In this example, the /path/to/local/cache directory on the host machine is mounted as a volume at /workspace/bionemo2/cache inside the container.

Setting Environment Variables with the -e Option

The -e option allows you to set environment variables inside the container. You can use this option to define variables that will be available to the application running inside the container.

Example:

docker run -e MY_VAR=value -e ANOTHER_VAR=another_value \
    nvcr.io/nvidia/clara/bionemo-framework:main--nightly

• -e MY_VAR=value sets the MY_VAR environment variable to value inside the container.
• -e ANOTHER_VAR=another_value sets the ANOTHER_VAR environment variable to another_value inside the container.

You can set multiple environment variables by repeating the -e option. The values of these variables will be available to the application running inside the container, allowing you to customize its behavior.

Note that you can also use shell variables and command substitutions to set environment variables dynamically. For example:

MY_EXTERNAL_VAR=external_value
docker run -e MY_INTERNAL_VAR=$MY_EXTERNAL_VAR \
    nvcr.io/nvidia/clara/bionemo-framework:main--nightly

In this example, the MY_INTERNAL_VAR environment variable inside the container will be set to the value of the MY_EXTERNAL_VAR shell variable on the host machine.

Setting User and Group IDs with the -u Option

The -u option sets the user and group IDs to use for the container process. By matching the IDs of the user on the host machine, the user inside the container will have identical permissions for reading and writing files in the mounted volumes as the user that ran the command.
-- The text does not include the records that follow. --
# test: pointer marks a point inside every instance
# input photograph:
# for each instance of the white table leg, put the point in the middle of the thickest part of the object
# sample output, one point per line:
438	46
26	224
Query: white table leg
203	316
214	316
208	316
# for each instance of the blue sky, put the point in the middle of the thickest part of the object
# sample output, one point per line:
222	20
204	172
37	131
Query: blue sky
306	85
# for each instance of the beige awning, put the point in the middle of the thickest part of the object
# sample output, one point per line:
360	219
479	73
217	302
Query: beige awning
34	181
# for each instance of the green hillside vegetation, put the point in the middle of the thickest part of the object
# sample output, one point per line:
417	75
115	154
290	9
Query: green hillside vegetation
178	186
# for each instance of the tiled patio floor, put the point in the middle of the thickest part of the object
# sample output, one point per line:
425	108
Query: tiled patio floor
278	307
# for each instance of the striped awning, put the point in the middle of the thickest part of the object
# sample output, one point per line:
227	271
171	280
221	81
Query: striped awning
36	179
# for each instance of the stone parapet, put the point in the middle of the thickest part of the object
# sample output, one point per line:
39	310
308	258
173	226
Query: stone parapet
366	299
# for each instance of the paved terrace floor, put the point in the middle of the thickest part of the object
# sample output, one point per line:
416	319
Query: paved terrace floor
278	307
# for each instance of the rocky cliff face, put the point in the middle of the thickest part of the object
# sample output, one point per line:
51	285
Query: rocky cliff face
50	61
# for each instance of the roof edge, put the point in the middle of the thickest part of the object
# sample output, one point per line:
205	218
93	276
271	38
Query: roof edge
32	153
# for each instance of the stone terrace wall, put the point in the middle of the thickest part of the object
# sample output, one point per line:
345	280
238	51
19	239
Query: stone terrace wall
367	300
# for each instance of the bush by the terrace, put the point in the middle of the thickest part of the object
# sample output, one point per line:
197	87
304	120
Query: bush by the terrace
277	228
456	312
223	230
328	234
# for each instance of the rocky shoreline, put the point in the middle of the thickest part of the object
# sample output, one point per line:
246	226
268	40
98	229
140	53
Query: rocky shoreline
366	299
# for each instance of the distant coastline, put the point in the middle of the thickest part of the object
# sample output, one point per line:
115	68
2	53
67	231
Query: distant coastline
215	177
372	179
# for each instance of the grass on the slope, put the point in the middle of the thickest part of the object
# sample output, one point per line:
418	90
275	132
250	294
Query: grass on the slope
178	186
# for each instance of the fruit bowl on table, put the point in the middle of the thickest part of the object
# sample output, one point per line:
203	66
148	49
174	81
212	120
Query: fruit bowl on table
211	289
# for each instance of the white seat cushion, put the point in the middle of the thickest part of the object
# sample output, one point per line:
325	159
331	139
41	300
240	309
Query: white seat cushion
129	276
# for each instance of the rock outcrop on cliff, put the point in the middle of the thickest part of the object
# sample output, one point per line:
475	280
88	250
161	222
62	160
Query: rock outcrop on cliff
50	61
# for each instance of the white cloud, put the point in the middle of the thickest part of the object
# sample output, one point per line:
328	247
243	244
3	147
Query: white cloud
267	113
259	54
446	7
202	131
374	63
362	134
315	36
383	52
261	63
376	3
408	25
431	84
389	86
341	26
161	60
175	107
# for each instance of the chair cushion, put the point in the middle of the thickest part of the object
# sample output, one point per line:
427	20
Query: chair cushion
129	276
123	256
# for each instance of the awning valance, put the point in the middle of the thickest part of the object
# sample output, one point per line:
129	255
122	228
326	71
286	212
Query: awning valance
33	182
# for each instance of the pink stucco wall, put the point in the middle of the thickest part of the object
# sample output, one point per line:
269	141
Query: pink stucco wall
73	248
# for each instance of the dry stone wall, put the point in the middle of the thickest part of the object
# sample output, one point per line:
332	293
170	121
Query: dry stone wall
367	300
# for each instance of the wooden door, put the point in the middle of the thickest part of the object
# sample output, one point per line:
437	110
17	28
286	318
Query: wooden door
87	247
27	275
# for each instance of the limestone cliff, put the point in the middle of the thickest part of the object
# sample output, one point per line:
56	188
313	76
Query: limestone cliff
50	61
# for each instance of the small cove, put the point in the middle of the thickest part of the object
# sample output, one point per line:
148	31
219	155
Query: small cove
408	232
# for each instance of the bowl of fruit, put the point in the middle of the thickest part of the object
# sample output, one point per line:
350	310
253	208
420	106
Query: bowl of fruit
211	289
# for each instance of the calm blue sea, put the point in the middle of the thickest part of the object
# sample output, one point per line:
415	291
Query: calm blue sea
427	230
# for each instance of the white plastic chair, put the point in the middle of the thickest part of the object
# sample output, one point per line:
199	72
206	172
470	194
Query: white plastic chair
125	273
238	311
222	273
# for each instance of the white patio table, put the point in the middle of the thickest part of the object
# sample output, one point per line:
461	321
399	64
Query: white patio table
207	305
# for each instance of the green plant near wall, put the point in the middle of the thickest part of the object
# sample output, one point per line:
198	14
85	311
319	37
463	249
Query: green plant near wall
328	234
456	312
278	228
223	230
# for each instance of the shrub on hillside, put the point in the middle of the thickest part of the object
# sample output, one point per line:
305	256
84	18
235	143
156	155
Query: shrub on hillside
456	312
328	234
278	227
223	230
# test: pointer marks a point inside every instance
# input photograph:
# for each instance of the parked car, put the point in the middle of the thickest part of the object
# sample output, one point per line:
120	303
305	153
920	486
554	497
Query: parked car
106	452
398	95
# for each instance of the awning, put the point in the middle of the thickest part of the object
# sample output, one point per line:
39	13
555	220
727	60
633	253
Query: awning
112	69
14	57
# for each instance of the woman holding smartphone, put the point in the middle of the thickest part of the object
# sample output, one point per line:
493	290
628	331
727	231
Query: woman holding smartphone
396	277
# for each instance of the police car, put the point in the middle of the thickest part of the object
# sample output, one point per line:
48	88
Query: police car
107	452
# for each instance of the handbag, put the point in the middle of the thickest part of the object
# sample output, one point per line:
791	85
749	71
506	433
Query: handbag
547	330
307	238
You can use command substitutions to automatically retrieve your user and group IDs.

Example:

docker run -u $(id -u):$(id -g) \
    nvcr.io/nvidia/clara/bionemo-framework:main--nightly

• $(id -u) is a command substitution that executes the id -u command and captures its output. id -u prints the effective user ID of the current user.
• $(id -g) is another command substitution that executes the id -g command and captures its output. id -g prints the effective group ID of the current user.